Fads and trends come and go, but young locals in Riviera Beach say they wonder if this new law in their city is really going to penalize them for wearing clothes they like and in which they feel comfortable.
Chris Johnson, 13, and Ron King, 17, both of Riviera Beach, summed up the law with one word: Stupid.
While standing near the Wells Recreation Center on Blue Heron Boulevard one recent afternoon, they said they should be allowed to wear any clothes they prefer.
“It’s the style,’’ Johnson said. “What, are we supposed to wear our pants like Steve Urkel?”
Johnson was referring to the 1990s TV sitcom Family Matters, in which the nerdy teenager who starred in the show wore waist-high pants.
“It’s assuming everyone who wears their pants like that is selling drugs or up to something,” King said. “But that’s honestly not true, it’s a stereotype.”
As far as enforcing the new law, Masters said the city is still working on it, attempting to find the best way to implement it and still give young men a chance to pull their pants up and show pride in the appearance of the community.
Charles Willis, 17, laughed when a reporter asked him what he thought of the law.
“What do I think of it?” Willis asked with a mischievous smile on his face. “This is what I think of it…”
He then pulled his low-hanging pants even lower.
”Just kidding, just kidding,’’ he said, as he pulled them back up.
“We bought the clothes,” Willis said. “Why shouldn’t we wear them however way we want to? They didn’t pay for these jeans.”
Opa-locka Police Chief Hayes Tubbs said police in that city have already begun enforcing the law in public areas.
“The law is more instructional than anything else,” Hayes said. “If someone has saggy pants and they’re on public property or in a city building, they will be requested to leave the facility. If they don’t, the police will ask them to leave the facility, and, following that, if they still don’t leave they’ll be arrested for trespassing. It isn’t meant to throw young people in jail, but to give guidelines to professional dress.”
In Riviera Beach, the enforcement is different, but the end is similar. Individuals will first be given notice to adjust their pants.
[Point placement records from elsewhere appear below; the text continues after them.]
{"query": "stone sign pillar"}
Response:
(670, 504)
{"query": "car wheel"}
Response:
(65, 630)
If they don’t, they will face penalties.
If the fines are not paid and the community-service hours are not fulfilled, the offender may have to appear in court.
“The point is to restore the sense of community pride,” Masters said. “Young people need to get the message that James Brown used to say, ‘Say it loud, I’m black and I’m proud!’ That includes being proud of the way you dress.”
Dexter Saulsby, 18, sported black pants with a belt, hanging low off of his thin frame, openly displaying his disregard for the ordinance.
“It’s such a waste of time,” Saulsby said. “Because people are going to do it anyway. Crime is so exaggerated as is around here, I don’t think cops are going to do anything about the pants. They have other things to worry about.”